The YIRRKALA string figures

These etchings represent a suite from the String Figure print series, the result of a collaborative project between art historian and anthropologist Robyn McKenzie, the Buku-Larrnggay Mulka print space and members of the Yirrkala community. 

Australian Anthropologist, Frederick McCarthy, documented string figure making in Yirrkala during the 1948 Australian-American Scientific Expedition to Arnhem Land - a joint expedition between the Australian Museum, the Smithsonian and National Geographic. During his time in the Yirrkala community, McCarthy immersed himself in the study and recording of string figure construction methods and meanings. The result was 193 mounted and annotated figures, the most comprehensive survey from any single region to date. 

Despite McCarthy singling out their importance as an entirely new area of study, upon returning to Sydney McCarthy did not nominate the mounted string figures for accessioning into the Australian Museum's collection.

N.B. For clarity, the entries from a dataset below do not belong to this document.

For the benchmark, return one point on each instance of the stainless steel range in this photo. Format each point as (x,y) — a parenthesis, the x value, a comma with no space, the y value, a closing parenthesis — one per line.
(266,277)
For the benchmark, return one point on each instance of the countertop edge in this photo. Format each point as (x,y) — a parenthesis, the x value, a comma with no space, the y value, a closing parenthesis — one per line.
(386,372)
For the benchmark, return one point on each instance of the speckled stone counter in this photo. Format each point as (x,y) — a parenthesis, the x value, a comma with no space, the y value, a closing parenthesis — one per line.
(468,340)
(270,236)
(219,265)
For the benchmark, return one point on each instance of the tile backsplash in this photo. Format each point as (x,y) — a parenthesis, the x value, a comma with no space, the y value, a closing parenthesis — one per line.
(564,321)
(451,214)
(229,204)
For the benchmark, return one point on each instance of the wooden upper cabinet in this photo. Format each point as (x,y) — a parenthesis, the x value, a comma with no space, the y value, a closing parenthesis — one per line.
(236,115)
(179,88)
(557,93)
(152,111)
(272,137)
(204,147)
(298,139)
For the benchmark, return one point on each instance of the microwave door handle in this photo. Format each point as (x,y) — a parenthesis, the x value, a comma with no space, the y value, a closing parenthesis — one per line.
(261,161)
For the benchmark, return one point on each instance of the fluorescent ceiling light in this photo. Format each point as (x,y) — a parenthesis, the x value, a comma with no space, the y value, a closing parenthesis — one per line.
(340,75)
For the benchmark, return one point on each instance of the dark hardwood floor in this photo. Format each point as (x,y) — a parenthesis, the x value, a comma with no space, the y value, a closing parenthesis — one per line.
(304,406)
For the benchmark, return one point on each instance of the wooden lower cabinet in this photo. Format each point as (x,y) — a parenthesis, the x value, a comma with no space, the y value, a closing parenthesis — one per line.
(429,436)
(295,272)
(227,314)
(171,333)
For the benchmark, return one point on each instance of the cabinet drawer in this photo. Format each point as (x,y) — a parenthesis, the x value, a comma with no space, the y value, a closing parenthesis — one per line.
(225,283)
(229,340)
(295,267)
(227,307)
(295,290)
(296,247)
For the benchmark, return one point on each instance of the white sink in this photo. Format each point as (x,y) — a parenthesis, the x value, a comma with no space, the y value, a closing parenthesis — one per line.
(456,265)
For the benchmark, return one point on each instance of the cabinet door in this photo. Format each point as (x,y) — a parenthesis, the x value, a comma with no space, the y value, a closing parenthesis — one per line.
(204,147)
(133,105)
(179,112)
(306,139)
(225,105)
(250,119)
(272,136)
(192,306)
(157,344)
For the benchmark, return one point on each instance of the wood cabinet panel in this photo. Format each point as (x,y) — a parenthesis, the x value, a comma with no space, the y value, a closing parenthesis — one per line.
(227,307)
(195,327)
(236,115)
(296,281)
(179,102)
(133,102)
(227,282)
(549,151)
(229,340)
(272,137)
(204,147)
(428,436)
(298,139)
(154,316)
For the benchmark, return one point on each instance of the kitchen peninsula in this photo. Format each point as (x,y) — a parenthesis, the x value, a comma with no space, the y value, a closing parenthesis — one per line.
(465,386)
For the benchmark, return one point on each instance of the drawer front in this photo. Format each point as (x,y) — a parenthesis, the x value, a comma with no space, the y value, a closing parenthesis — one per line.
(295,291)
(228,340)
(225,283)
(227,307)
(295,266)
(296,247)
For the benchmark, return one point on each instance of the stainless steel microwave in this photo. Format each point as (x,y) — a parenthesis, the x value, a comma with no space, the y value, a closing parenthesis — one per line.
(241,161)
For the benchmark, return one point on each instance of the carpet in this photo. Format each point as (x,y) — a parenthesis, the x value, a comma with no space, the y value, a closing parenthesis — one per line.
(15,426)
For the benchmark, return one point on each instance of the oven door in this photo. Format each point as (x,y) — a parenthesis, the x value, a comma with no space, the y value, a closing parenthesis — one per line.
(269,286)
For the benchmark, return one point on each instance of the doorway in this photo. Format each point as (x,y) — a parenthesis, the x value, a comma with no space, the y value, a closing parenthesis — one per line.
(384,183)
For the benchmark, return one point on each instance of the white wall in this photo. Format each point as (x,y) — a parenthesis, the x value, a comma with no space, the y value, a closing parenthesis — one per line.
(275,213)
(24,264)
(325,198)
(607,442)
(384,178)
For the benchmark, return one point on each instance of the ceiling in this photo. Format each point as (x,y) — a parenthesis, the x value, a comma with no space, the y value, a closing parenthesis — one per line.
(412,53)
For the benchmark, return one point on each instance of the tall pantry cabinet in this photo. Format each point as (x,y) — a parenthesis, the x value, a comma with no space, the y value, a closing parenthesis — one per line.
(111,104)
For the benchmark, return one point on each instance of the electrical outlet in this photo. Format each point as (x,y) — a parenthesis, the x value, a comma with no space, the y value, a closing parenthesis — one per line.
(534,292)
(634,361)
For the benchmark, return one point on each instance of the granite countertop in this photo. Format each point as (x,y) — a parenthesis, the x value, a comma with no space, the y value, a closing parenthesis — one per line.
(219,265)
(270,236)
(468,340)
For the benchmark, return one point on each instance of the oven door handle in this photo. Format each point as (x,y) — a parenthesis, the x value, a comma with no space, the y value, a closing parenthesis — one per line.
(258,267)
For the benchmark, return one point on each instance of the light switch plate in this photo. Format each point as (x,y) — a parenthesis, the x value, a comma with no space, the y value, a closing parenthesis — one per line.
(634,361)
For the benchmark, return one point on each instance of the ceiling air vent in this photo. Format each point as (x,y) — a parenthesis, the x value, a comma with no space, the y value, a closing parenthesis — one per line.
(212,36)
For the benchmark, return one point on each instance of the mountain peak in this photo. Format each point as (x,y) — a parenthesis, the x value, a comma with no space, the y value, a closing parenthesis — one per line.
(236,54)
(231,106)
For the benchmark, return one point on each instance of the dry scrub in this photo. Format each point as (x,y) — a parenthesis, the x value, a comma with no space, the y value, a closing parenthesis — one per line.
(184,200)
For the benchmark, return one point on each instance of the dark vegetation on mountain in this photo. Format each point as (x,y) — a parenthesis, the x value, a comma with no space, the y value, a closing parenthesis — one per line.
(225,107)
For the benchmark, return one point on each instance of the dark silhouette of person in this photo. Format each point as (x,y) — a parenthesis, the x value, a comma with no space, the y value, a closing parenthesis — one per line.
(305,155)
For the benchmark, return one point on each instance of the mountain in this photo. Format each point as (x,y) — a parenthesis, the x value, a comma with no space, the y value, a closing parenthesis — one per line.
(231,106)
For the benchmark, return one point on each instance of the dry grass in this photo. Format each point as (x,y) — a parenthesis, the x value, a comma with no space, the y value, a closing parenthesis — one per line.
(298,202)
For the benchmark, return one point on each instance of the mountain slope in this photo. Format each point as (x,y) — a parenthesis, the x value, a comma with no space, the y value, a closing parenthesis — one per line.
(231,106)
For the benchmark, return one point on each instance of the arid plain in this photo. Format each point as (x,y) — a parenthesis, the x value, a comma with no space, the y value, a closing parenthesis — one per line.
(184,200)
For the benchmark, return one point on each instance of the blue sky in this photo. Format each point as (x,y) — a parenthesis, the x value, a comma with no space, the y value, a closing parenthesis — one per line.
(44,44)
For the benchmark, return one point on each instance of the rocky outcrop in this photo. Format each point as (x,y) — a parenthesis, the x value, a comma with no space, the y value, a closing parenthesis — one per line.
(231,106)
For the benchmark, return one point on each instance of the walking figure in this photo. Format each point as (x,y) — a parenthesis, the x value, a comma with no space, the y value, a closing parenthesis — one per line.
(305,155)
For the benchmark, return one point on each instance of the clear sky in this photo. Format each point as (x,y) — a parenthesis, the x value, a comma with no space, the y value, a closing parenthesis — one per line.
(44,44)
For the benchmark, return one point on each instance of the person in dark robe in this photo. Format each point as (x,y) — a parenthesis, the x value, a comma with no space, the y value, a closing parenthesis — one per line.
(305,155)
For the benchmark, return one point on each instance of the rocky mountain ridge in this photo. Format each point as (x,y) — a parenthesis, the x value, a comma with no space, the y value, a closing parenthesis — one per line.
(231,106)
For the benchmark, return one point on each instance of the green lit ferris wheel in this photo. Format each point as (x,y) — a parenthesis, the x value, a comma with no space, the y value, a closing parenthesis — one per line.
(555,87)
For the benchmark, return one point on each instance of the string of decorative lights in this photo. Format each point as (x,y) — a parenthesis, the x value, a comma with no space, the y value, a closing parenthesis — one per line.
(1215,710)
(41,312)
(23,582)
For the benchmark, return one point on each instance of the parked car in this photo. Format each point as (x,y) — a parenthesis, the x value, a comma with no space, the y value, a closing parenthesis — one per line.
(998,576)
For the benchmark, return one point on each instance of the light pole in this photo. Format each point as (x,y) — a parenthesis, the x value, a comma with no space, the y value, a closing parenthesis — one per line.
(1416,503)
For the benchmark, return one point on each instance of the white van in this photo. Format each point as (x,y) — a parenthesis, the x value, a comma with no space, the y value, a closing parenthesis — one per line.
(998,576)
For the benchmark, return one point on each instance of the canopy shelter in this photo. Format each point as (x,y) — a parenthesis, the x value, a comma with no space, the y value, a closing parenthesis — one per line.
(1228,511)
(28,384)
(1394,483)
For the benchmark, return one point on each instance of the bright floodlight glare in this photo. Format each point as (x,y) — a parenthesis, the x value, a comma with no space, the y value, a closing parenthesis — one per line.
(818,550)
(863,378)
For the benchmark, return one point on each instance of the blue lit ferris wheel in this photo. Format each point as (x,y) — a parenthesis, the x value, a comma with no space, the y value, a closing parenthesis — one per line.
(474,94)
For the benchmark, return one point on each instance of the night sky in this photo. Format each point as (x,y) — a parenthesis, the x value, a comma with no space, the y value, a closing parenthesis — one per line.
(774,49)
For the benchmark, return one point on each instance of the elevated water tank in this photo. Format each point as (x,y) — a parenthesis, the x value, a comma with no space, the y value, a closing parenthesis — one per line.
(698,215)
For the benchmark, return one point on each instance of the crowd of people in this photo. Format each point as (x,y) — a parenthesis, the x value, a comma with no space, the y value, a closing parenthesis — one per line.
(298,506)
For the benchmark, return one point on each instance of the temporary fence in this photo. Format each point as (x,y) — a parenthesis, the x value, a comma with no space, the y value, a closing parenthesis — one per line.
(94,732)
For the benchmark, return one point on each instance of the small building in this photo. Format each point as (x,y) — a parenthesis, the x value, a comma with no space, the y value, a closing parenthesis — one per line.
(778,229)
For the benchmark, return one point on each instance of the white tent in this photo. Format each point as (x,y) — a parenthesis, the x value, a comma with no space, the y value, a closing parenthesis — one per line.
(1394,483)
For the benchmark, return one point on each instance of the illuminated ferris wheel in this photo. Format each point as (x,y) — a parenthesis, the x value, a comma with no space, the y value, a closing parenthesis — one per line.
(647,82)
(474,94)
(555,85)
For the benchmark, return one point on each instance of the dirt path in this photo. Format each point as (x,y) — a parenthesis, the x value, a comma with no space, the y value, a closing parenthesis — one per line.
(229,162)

Reasoning that they were made with industrial string, not organic bush fibers, they were not considered to be ‘authentic’ artifacts. However, they remained in the Museum’s stores until 1988, when they were rediscovered and accessioned into the permanent collection.  

The String Figure etching project was prompted by the reconnection of this collection with the community. It evolved as way to recreate the figures using the next generation's hands to learn, enact and pass on this ephemeral, fluid art of chance.

Straddling disciplines, mediums and generations, these three-dimensional shapes are made into permanent, two-dimensional renditions. By making the figure, the slipping it off the hands and onto the etching plate, these suspended shapes recall the processes in which they were first recorded almost 70 years ago.